Cependant, à y regarder de plus près, les raisons du mécontentement des habitants sont compréhensibles. Le tracé du canal traverse des zones rurales habitées que le gouvernement se propose de racheter aux paysans locaux. Or, le prix de rachat des terres, le déplacement et le relogement ne satisfont pas les 30 000 habitants concernés. En outre, il semble que l’ampleur des travaux d’aménagement menace l’écosystème fragile du lac Nicaragua – la seconde plus grande réserve d’eau douce d’Amérique latine après l’Amazone – ainsi que de deux réserves naturelles, véritables hot spots de la biodiversité mondiale. Enfin, les manifestants protestent contre les conditions des travailleurs locaux. En effet, il est prévu que 50 % des travailleurs soient nicaraguayens, 25 % chinois et 25 % étrangers (autres nationalités). Or, des zones franches seront aménagées tout le long du canal afin d’attirer entreprises et investisseurs étrangers. Ces zones franches ne seront pas soumises au code du travail national ce qui fait craindre un risque d’exploitation massive des travailleurs locaux, confinés aux tâches difficiles, dans des conditions salariales et humaines misérables.
Ambitions chinoises et oligarchie nicaraguayenne autour d’un canal stratégique
Jusqu’à maintenant, les protestations massives contre le canal interocéanique n’ont été que très peu relayées dans les médias nationaux.

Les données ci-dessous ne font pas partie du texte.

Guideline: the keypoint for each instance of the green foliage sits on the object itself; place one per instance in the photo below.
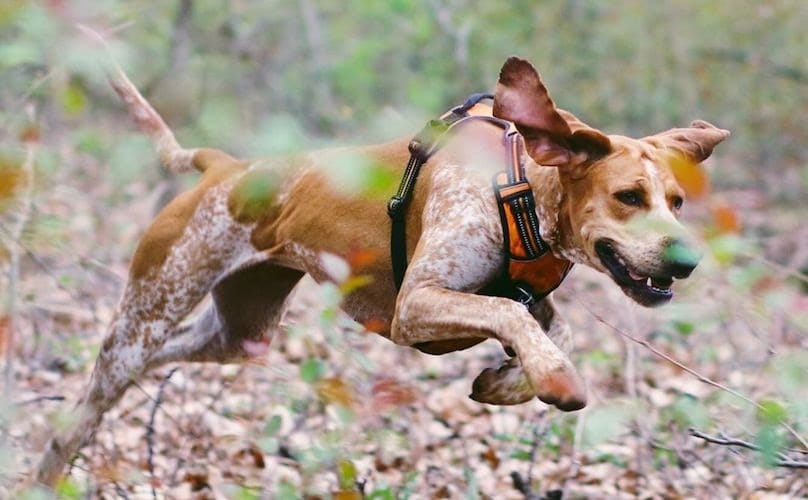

Rien d’étonnant étant donné que Laureano Ortega, le fils du président, travaille en tant que promoteur d’investissement pour PRONicaragua, l’agence officielle de promotion des exportations et des investissements du pays, qui chapeaute le projet. Le canal interocéanique constitue le projet phare du troisième mandat de Daniel Ortega qui, rappelons-le, a modifié la constitution en 2014 pour supprimer la limite des deux mandats présidentiels consécutifs. Ainsi pourra-t-il de nouveau se présenter aux prochaines élections présidentielles prévues pour 2016. N’oublions pas que clan Ortega tient les institutions stratégiques du pays dont certaines chaînes de télévision et le secteur pétrolier.
En s’alliant à la Chine, Daniel Ortega cherche à développer son pays tout en obtenant des facilités de financement. L’entreprise HKND, dirigée par le milliardaire Wang Jing, 12ème fortune de Chine, sert les intérêts stratégiques de l’État chinois. Pour s’en convaincre, HKND s’appuiera sur la société d’État China Railway Construction, un des leaders mondiaux du BTP, pour les travaux. HKND a obtenu du gouvernement nicaraguayen, non seulement la direction du chantier censé être achevé en 2019-2020, mais aussi et surtout les droits d’exploitation du canal et des infrastructures complémentaires (un aéroport, deux ports, un complexe hôtelier…) pour 50 ans, renouvelables une fois. L’essentiel des recettes irait donc aux Chinois et non à l’Etat nicaraguayen, même si des retombées économiques sont à prévoir.
Ce projet de canal interocéanique s’inscrit dans une diplomatie chinoise des infrastructures à destination des pays en développement aussi bien en Asie, qu’en Afrique et aux Amériques. Que cela porte le label de nouvelle route de la soie, le financement de la banque asiatique d’investissement pour les infrastructures ou non, ce projet gigantesque (50 milliards de dollars, soit un peu moins de 5 fois le PIB du Nicaragua) permet aux Chinois de répondre au pivot américain vers l’Asie et à la stratégie états-unienne d’endiguement de la puissance chinoise en s’installant durablement en Amérique centrale, pré carré traditionnel des États-Unis.